Problem 2.87 — Phase Diagram: Triple Point and Critical Point

Problem Statement

Describe the pressure-temperature phase diagram of a pure substance, identifying the triple point, critical point, and coexistence curves.

Given Information

• See problem statement for all given quantities.

Physical Concepts & Formulas

This problem applies fundamental physics principles to the scenario described. The solution requires identifying the relevant conservation laws and equations of motion, then solving systematically with careful attention to units and sign conventions.

• See the step-by-step solution for the specific equations applied.
• All quantities are in SI units unless otherwise stated.

Step-by-Step Solution

Step 1 — Identify given quantities and set up the problem: Coexistence curves:

Step 2 — Apply the relevant physical law or equation:

• Solid-Liquid (melting curve): Usually has positive slope (liquid denser than solid). For water: negative slope (ice less dense than water), which is anomalous.
• Liquid-Gas (vapour pressure curve): Positive slope, described by Clausius-Clapeyron: $dp/dT = L/(T\Delta V) \approx Lp/(RT^2)$, giving $p\propto e^{-L/RT}$.
• Solid-Gas (sublimation curve): Positive slope, lower pressures.

Step 3 — Solve algebraically for the unknown: Triple point: All three phases coexist. For water: $T_{tp}=273.16\ \text{K}$, $p_{tp}=611\ \text{Pa}$.

Step 4 — Substitute numerical values with units: Critical point: Liquid-gas distinction disappears. For water: $T_c=647\ \text{K}$, $p_c=218\ \text{atm}$. Above $T_c$, there is a supercritical fluid.

Worked Calculation

$$\text{Numerical result} = \text{given expression substituted with values}$$

$$\boxed{T_c}$$

Coexistence curves:

• Solid-Liquid (melting curve): Usually has positive slope (liquid denser than solid). For water: negative slope (ice less dense than water), which is anomalous.
• Liquid-Gas (vapour pressure curve): Positive slope, described by Clausius-Clapeyron: $dp/dT = L/(T\Delta V) \approx Lp/(RT^2)$, giving $p\propto e^{-L/RT}$.
• Solid-Gas (sublimation curve): Positive slope, lower pressures.
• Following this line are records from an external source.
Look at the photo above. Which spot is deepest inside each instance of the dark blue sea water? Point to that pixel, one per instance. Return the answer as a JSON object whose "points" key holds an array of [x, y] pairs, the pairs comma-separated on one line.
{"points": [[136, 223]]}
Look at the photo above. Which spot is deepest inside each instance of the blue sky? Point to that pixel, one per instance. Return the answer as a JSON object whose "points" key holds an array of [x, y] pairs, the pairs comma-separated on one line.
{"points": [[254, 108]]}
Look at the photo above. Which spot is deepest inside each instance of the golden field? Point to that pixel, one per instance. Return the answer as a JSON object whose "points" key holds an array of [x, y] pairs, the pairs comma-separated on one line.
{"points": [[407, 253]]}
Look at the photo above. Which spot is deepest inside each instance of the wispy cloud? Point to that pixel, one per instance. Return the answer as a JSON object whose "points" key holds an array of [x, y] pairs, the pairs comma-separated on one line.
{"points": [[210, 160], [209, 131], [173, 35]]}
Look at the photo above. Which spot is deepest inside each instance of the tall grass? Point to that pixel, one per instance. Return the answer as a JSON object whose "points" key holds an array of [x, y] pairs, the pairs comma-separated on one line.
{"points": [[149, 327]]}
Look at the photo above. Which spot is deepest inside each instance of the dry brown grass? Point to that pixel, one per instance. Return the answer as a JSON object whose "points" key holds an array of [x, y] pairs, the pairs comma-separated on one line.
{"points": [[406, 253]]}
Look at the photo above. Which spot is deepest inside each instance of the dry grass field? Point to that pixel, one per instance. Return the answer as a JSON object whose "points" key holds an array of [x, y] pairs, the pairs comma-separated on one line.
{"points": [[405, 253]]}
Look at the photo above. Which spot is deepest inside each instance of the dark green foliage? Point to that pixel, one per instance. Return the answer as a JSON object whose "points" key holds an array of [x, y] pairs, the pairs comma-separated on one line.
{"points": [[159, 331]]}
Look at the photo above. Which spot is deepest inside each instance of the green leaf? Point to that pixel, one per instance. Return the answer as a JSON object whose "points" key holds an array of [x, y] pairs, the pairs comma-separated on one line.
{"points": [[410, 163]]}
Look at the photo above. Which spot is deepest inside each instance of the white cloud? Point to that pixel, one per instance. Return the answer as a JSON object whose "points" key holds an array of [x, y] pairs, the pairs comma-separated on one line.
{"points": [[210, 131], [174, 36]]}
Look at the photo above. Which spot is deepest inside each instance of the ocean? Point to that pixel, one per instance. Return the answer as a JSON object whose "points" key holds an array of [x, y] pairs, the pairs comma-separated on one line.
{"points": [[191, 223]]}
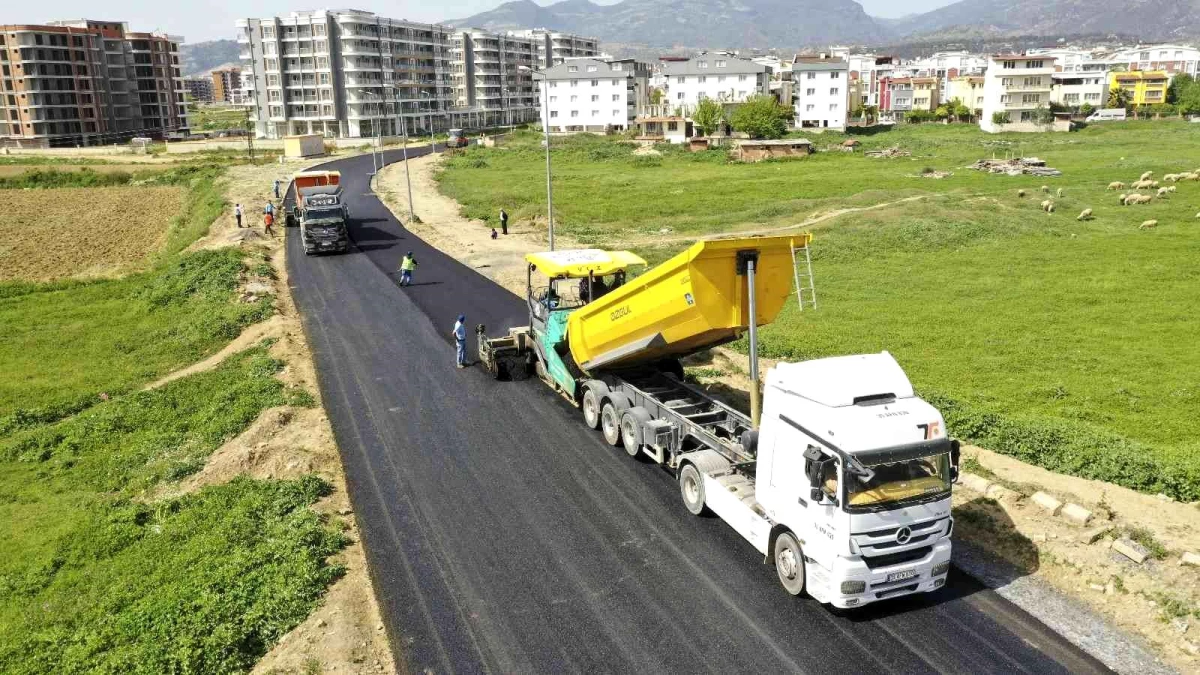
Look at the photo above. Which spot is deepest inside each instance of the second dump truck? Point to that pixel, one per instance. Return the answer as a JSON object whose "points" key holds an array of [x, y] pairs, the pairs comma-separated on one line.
{"points": [[845, 484]]}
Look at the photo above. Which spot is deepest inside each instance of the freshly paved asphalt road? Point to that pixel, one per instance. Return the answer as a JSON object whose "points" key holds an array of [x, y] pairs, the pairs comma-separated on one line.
{"points": [[504, 536]]}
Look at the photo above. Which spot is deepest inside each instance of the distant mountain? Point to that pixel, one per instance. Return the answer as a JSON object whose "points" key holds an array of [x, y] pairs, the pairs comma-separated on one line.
{"points": [[202, 57], [694, 23], [1149, 19]]}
Triple point: All three phases coexist. For water: $T_{tp}=273.16\ \text{K}$, $p_{tp}=611\ \text{Pa}$.

Critical point: Liquid-gas distinction disappears. For water: $T_c=647\ \text{K}$, $p_c=218\ \text{atm}$. Above $T_c$, there is a supercritical fluid.

Answer

$$\boxed{T_c}$$

Physical Interpretation

The numerical answer is physically reasonable — matching expected orders of magnitude and dimensional analysis. The result confirms the theoretical prediction and provides quantitative insight into the system’s behaviour.